Predicting recovery of severe regional ventricular dysfunction. Comparison of resting scintigraphy with 201Tl and 99mTc-sestamibi.

BACKGROUND: Regional 201Tl activity after resting injection, imaged early and after redistribution, reflects viable myocardium and can predict improved isotope uptake as well as regional and global ventricular function after revascularization. 99mTc-sestamibi, a perfusion tracer with favorable imaging characteristics, has distinct kinetics compared with 201Tl, demonstrating minimal redistribution; this property may give 201Tl an advantage for detecting viable myocardium, particularly in segments with resting hypoperfusion. The purpose of this study was to compare regional activities of 201Tl and 99mTc-sestamibi after resting injections in patients with coronary artery disease and regional or global left ventricular dysfunction and to assess their comparative abilities for predicting recovery of severe regional ventricular dysfunction after revascularization.

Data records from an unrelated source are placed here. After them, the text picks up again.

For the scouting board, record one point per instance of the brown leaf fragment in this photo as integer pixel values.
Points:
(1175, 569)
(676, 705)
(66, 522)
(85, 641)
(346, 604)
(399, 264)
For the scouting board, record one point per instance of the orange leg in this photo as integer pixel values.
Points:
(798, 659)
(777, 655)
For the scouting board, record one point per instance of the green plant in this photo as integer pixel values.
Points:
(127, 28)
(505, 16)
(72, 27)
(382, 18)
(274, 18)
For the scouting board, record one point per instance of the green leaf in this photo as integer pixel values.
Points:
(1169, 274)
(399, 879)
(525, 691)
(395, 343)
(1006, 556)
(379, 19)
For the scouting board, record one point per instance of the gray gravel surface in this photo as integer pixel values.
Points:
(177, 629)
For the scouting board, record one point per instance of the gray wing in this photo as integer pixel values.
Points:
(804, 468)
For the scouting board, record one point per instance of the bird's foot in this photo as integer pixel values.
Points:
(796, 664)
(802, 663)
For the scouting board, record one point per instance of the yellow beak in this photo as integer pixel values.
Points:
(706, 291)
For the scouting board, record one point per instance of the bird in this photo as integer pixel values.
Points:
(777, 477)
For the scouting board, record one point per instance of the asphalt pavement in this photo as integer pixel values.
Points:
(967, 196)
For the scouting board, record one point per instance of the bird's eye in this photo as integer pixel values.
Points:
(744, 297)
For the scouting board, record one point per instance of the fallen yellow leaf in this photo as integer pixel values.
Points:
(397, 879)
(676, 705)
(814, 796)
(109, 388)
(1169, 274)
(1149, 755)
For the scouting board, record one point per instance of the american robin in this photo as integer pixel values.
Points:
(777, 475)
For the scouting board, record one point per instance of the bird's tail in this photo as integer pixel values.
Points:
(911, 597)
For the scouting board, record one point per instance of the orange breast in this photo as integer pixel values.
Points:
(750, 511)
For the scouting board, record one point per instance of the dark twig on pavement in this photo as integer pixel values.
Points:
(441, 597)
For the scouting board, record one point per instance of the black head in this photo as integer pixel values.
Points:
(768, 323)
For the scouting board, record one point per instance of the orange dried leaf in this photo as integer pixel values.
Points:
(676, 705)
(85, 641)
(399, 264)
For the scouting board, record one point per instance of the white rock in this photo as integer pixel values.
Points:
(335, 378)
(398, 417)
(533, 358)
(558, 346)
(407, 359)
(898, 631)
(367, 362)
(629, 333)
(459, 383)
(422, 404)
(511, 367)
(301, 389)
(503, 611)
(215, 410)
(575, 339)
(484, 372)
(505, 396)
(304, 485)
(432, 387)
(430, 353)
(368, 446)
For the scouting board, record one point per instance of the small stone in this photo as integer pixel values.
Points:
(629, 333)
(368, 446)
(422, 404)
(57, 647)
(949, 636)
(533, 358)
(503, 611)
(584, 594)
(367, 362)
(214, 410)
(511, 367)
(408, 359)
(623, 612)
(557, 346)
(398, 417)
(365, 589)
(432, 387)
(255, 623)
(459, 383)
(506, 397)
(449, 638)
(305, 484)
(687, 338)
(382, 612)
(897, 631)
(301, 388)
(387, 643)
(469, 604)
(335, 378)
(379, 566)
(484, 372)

METHODS AND RESULTS: Qualitative and quantitative comparisons of rest and redistribution 201Tl activity and sestamibi activity 1 hour after rest injection were performed in 31 patients with coronary artery disease and left ventricular dysfunction. Quantitative analysis of three short-axis tomograms per patient was performed by use of circumferential profiles that allowed analysis of 12 segments per patient. Two-dimensional echocardiography was used to assess wall motion and thickening in segments corresponding to the single photon emission computed tomography data. Concordance between regional 201Tl activity at redistribution imaging and regional sestamibi activity by semiquantitative visual analysis demonstrated concordant regional activity in 87% of segments; among discordant segments, no significant skew was seen, indicating enhanced uptake of one agent over the other. Quantitative analysis for all segments showed significant correlation (r = .86, P < .001) between quantitative regional 201Tl redistribution activity and 1-hour post-rest injection sestamibi activity in individual segments. Eighteen of these patients were revascularized, and echocardiography was repeated 20 +/- 16 days later; segments exhibiting significant regional ventricular dysfunction before revascularization were classified as having reversible or irreversible dysfunction on the basis of the change in wall motion and thickening. 201Tl and sestamibi regional activities were similar in those segments with reversible (72 +/- 11% [percent of peak activity] versus 75 +/- 9%, respectively, P = NS) as well as irreversible ventricular dysfunction (51 +/- 11% versus 50 +/- 8%, P = NS). Positive (75% versus 80% for 201Tl and sestamibi, respectively) and negative (92% versus 96%, respectively) predictive values for recovery of regional ventricular dysfunction after revascularization were similar for the two agents.

CONCLUSIONS: In patients with coronary artery disease and left ventricular dysfunction, quantified sestamibi activity 1 hour after rest injection parallels redistribution 201Tl activity after a resting injection, suggesting that uptake and subsequent handling of sestamibi are more complex than can be explained by a pure flow tracer with no redistribution. Quantitative analysis of regional activities of both 201Tl and sestamibi after resting injections can differentiate viable from nonviable myocardium, and the two agents comparably predict reversibility of significant regional wall motion abnormalities after revascularization in such patients to a similar degree.